Improving Lucee's Query of Query Support

One of the really great features of CFML is the ability to run SQL against a result set in memory. This allows you to union separate results together or even apply additional filtering on an exiting result if you can't control what the DB gives you. Like everything, there is a time and a place for this. There are people who strongly dislike QoQ (query of queries) but my take is that I think they're great when used with relatively small data sets and unless performance profiling shows they are causing issues, I have no problems using them.

The Lucee developers however have often told people never to use QoQ because they were slow. Recently, I found out why. Ortus has a client moving a large application over from various versions of Adobe ColdFusion to Lucee Server. They have a lot of reports that grab a query from the DB and then chop it up inside loops using QoQ to crunch the data and generate the output.
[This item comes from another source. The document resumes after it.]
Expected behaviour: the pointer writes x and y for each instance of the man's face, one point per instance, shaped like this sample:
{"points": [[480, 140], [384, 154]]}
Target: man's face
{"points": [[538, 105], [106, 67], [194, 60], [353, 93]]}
This has worked well for them in Adobe CF for years, but when testing their site in Lucee, the pages slowed to a crawl. And then more than one user hit their site at once, it got even worse! This client asked Ortus/me to take a look at help them figure out why Lucee was so slow.

Three QoQ Implementations

I received a standalone test file that ran around 1,000 QoQ's in it and I fired up the FusionReactor Profiler to see what was going on. I really can't understate the amount of time saved with FusionReactor here. I have used it in every step of this process. Lucee is also open source, so I began reviewing the implementation of QoQ to see how it worked. The first thing I found is that there are actually three implementations of QoQ in Lucee, and if one fails, Lucee just discards the error and moves on to the next one to see if it fares better.
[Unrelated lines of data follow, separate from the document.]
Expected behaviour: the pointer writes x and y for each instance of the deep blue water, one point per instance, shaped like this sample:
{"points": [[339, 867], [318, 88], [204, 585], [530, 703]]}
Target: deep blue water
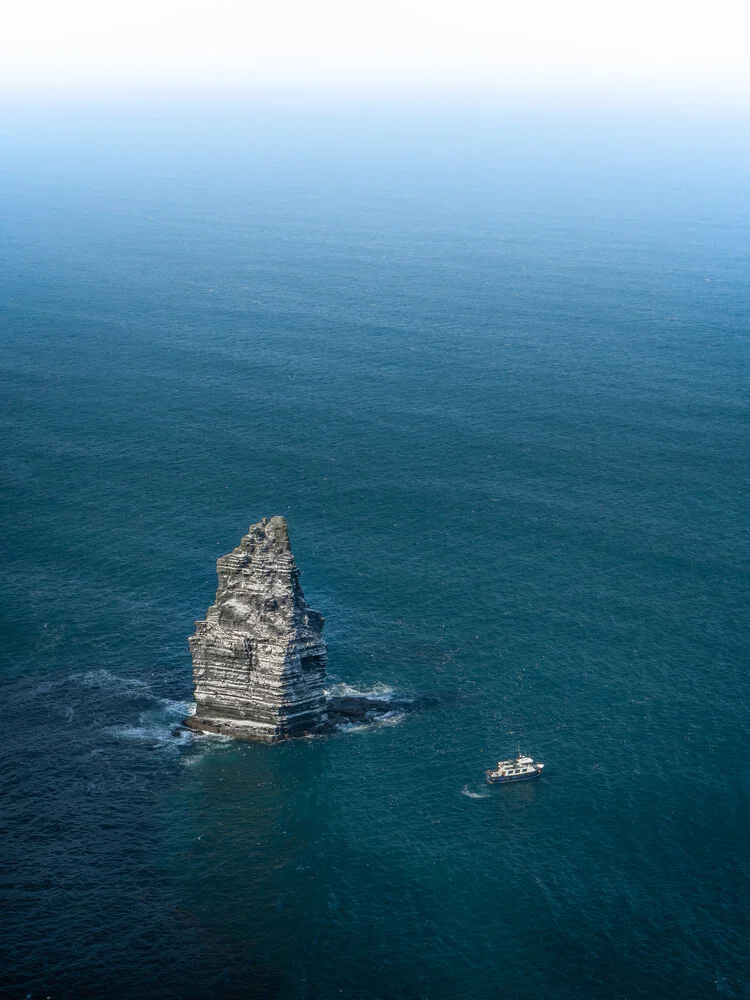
{"points": [[493, 368]]}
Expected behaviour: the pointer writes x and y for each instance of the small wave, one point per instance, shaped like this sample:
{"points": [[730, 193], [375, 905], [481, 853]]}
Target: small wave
{"points": [[473, 795], [105, 678], [381, 692], [158, 727]]}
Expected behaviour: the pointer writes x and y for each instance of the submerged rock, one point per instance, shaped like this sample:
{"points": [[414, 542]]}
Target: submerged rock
{"points": [[259, 659]]}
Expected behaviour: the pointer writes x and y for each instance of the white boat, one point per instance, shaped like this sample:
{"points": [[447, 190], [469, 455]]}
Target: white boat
{"points": [[519, 769]]}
Native QoQ - In memory manipulation of the result set
Another? Native QoQ - A copy of the first but... different. I'm unclear why this one exists or in what ways it's different. I think it may have been an experiment at one point that was never removed.
HSQLDB via JDBC - A Java-based disk/memory DB called HyperSQL that is accessed via JDBC

Poor Native QoQ Support

The first two native implementations are very limited. They

Don't support group by clauses
Don't support having clauses
Don't support aggregate functions
Have bugs in their UNION functionality
Have bugs in their DISTINCT function when used with maxrows
Have bugs in their parser that throws errors on valid SQL
Have slow performance. Results are sorted up to 3 times in some cases, the distinct function is slow, and the code is not tuned well

HSQLDB Fallback

So basically, any SQL of medium complexity past a simple select will hit the native implementation and error out. Lucee will catch this error and simply move on to the HSQLDB implementation. These errors happen every single time as well. Lucee isn't smart enough to remember when a query requires HyperSQL.

Running the Select in HSQLDB looks like this:

An on-the-fly JDBC datasource connection to an internal HSQLDB is created
A table is created in the DB and loaded with your data
The SQL is passed via JDBC to HSQLDB for execution
The result is returned
Since there is only a single HSQLDB created behind the scenes, this entire process is SINGLE THREADED to prevent more than one QoQ hitting it at a time.

The four main issues here are:

The single threaded nature just kills performance under load. Only a single QoQ can run at one time for an entire server. This is a non-starter and explains why my client's site just crumbled under the load of a few users for these QoQ-heavy pages that ran fine in Adobe CF
The overhead of a JDBC call can be around 20 ms per call. This may seem small, but you run 1,000 QoQ's in a page and suddenly you have 20+ seconds of nothing but JDBC overhead. FR's query tracing can actually dog pile on this to make it even worse.
The HSQLDB engine isn't great and Lucee has no direct control over it to add features and fix bugs
Since Lucee discards the errors from the native implementation, there is NO WAY to know when your query has "fallen back" to the HSQLDB implementation other than looking in FusionReactor's JDBC tab to see if the QoQ's were tracked as JDBC calls.

The Fix

I was able to initially "tip toe" around the issues above by rewriting all their QoQ's to avoid the HSQLDB fallback and implement their aggregate functionality in CFML directly. This worked pretty well and query objects have a lot of really great member functions nowadays which I recommend looking into. However, my client's investment in QoQ involves a LOT of code and there is really no reason why they shouldn't be able to continue using the same code that's run great on Adobe CF for many years. As such, we discussed and decided to sink some effort into Fixing Lucee's native QoQ support so it could support the features they needed and at a much faster performance level without the need to rewrite all their code.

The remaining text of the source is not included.